La Monographie de Neuvilly est également disponible sur le site regroupant les communes du Canton de Le Cateau. Il est très interessant de la lire également, ne serait-ce que pour comparer les deux visions des instituteurs sur des villages voisins
La presse :
Deux journaux évoquent le crime : Le réveil du Nord des 12 et 15 janvier 1906 avec force détails. et le guetteur de Saint Quentin du 19 janvier 1906, beaucoup plus sobre.
Les articles de presse ont servi de base à cet article. Il sont visibles via le site de presse de la BNF : RETRONEWS
L'autre affaire :
J'ai bien tenté de trouver qui était la victime précédente, le jeune homme Oblin assassiné au même endroit vingt ans plus tôt. Sans date précise cela revient à chercher une aiguille dans une botte de foin, tant il y a de Oblin à Troisvilles. Là encore, je serais heureuse d'obtenir l'information par un internaute ami.

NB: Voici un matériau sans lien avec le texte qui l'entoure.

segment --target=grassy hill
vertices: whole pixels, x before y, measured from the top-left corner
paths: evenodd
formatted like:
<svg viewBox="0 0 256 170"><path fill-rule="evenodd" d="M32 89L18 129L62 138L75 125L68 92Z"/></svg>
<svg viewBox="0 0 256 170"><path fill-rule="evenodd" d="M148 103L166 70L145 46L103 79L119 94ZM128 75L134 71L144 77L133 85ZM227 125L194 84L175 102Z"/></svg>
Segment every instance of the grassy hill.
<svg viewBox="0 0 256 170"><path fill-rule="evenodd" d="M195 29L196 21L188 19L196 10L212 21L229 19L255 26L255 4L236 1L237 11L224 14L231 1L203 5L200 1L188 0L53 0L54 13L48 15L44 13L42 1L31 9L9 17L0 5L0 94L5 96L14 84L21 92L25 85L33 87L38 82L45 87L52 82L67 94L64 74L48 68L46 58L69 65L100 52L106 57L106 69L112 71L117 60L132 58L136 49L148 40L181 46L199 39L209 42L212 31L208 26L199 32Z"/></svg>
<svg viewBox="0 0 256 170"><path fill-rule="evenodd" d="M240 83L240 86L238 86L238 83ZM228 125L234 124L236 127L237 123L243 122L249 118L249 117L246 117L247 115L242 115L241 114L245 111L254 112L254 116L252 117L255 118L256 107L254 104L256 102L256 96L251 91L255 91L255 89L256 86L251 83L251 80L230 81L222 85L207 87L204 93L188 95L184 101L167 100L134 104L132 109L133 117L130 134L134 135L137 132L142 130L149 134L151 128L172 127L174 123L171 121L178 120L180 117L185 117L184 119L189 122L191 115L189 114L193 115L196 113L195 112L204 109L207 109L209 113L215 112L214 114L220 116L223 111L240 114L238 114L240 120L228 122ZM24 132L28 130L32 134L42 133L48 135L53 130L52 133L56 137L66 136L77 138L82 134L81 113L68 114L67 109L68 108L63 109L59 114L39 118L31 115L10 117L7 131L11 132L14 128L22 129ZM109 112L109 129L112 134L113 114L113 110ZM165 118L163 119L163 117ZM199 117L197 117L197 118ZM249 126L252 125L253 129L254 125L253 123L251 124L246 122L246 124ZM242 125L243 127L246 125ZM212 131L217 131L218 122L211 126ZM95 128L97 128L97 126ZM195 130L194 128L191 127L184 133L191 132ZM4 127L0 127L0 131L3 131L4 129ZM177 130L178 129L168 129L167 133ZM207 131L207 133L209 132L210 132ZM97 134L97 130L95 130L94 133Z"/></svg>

Pour situer ses neveux et augmenter mes chances d'avoir des informations complémentaires :
Elie Petit :
Le couple Petit x Preux a quatre enfants dont une fille Léontine, l'épouse d'Alfred OBLIN, celui qui découvrira sa tante par alliance.
Pierre Petit :
Le couple Petit x Baudhuin aura deux filles Léa et Léonie qui épouseront respectivement Emile Rousseaux et Victor Seigneur, les neveux par alliance qui iront déclarer le décès en mairie de Neuvilly. Le couple Léonie Petit x Victor Seigneur, semble avoir quitté Troisvilles, je n'ai pas retrouvé leur date de décès. Les dernières informations que je possède sur Victor Seigner son sa participation à la première guerre mondiale, fait prisonnier à Maubeuge, envoyé en captivité à Munster et libéré à la fin de la guerre. Il est toujours en vie en 1928.
Remerciements
Un grand merci à toutes les personnes de Troisvilles et environs qui m'ont aidée, ont cherché à me procurer une photo ancienne de l'Auberge du Pendu. Les recherches n'ont pas encore abouti, mais rien n'est perdu.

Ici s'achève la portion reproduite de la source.